When it came time for the younger daughter, Emily, to check into her dorm room we felt pretty good for her chances since the University of the Ozarks is a Presbyterian college. We entered a bare room. Obviously new roommate wasn’t on campus yet. Within an hour Emily had the room decorated to suit her personality, which at that point in her life was—how shall I put this?— slightly “edgy.” She was still mourning Kurt Cobain and immediately put his picture on the wall along with Janis Joplin, REM. Michael Stipe and Jimmi Hendrix. When we left for lunch, her half of the room appeared to have been decorated by someone recently released from a home for disturbed youth.

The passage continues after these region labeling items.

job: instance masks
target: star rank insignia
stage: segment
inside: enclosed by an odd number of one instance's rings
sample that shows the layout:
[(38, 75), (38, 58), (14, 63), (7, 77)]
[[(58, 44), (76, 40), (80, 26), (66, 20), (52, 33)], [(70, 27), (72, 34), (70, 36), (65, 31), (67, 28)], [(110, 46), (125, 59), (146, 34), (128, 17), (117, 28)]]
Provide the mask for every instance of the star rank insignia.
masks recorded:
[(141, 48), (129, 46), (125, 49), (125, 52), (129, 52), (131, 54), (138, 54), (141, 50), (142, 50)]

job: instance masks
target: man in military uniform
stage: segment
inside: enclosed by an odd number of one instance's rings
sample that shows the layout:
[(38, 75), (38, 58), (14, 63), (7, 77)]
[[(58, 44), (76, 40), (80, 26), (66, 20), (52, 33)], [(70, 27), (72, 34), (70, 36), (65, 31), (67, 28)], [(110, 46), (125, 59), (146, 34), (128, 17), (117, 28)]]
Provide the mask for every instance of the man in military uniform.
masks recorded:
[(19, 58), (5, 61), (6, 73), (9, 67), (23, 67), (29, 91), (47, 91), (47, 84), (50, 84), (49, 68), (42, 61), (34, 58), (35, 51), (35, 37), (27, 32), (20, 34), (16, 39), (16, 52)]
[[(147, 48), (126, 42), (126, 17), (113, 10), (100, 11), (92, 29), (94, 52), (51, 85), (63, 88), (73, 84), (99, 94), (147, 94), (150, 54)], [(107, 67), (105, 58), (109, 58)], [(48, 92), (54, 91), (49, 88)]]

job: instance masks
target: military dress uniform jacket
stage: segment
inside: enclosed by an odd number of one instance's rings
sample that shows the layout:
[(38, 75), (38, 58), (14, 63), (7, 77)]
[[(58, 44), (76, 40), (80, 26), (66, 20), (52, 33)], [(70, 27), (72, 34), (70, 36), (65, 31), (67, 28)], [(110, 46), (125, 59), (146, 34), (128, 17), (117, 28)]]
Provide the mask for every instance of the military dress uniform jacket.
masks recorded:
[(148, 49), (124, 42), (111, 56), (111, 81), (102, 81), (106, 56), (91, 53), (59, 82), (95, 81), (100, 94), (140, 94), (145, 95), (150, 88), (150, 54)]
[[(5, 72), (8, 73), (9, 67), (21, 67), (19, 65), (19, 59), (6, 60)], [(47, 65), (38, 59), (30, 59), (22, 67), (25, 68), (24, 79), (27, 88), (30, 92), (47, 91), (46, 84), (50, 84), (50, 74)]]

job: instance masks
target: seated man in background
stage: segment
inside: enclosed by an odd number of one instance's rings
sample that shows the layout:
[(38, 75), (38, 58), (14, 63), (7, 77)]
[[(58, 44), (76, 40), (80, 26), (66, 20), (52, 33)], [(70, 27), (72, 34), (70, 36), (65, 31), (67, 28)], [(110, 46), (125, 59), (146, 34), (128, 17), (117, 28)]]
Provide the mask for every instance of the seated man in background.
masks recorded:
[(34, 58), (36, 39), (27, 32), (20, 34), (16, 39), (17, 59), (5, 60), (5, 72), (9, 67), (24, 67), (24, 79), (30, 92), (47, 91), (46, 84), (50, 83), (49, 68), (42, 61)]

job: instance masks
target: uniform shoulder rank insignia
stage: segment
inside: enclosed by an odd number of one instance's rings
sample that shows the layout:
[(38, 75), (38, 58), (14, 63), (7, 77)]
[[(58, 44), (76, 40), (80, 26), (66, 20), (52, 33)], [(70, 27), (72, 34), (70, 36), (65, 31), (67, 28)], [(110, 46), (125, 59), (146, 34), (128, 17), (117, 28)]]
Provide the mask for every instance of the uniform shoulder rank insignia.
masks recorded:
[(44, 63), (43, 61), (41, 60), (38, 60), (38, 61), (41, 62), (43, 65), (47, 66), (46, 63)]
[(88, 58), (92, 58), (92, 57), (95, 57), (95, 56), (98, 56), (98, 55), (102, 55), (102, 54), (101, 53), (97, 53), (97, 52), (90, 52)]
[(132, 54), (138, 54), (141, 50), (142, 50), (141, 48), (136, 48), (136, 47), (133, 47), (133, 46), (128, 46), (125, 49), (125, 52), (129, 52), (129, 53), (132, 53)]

When we got back from lunch we found new roommate had moved in and immediately left. I wasn’t surprised new roommate left so quickly. I’ve never seen a room decorated so differently. This girl had a tidy blue gingham bedspread with a matching rug on her half of the floor. A collection of fairly serious biology textbooks were lined up neatly on the shelf. And her wall sported only one picture: a calm but serene looking Jesus Christ. It looked like Emily might just as well have drawn a nun for a roommate. I wondered how they would adjust to each other.
The next time Emily came home she went immediately to the back of her closet where we kept our picture of Jesus. “Aha!,” she held it aloft in victory, “My Jesus is bigger than her Jesus!”
I have to admit with slight embarrassment that my daughters stole this picture from our old church sanctuary when we were moving everything to the new one. Jesus had lived in the basement of the old sanctuary for years. As a result, he had gotten very tattered and slightly mildewed. The girls insisted that no one would miss him. Once home, we couldn’t figure out how to get rid of the picture once the novelty wore off. I mean, just how do you get rid of a picture of Jesus? It’s like the flag, only worse. At least the VFW will tell you how to dispose of an old flag. But there doesn’t seem to be any rules for a picture of Jesus. You certainly can’t burn it like you would a flag. And you don’t just throw it out in the trash, do you? I could only imagine how it would look to see Jesus peeking out of our trashcan at the curb. I figure people who do that go straight to hell without any negotiating.
So, Emily took Jesus back to college with her. I’m not sure exactly where she hung it—in between Jimmi Hendrix and Kurt Cobain maybe. The two girls ended up great friends. At the end of the semester it was time to redecorate and Jesus came home to live in the closet again.
We’ve moved twice since that time and for the life of me I can’t remember what we did with Jesus.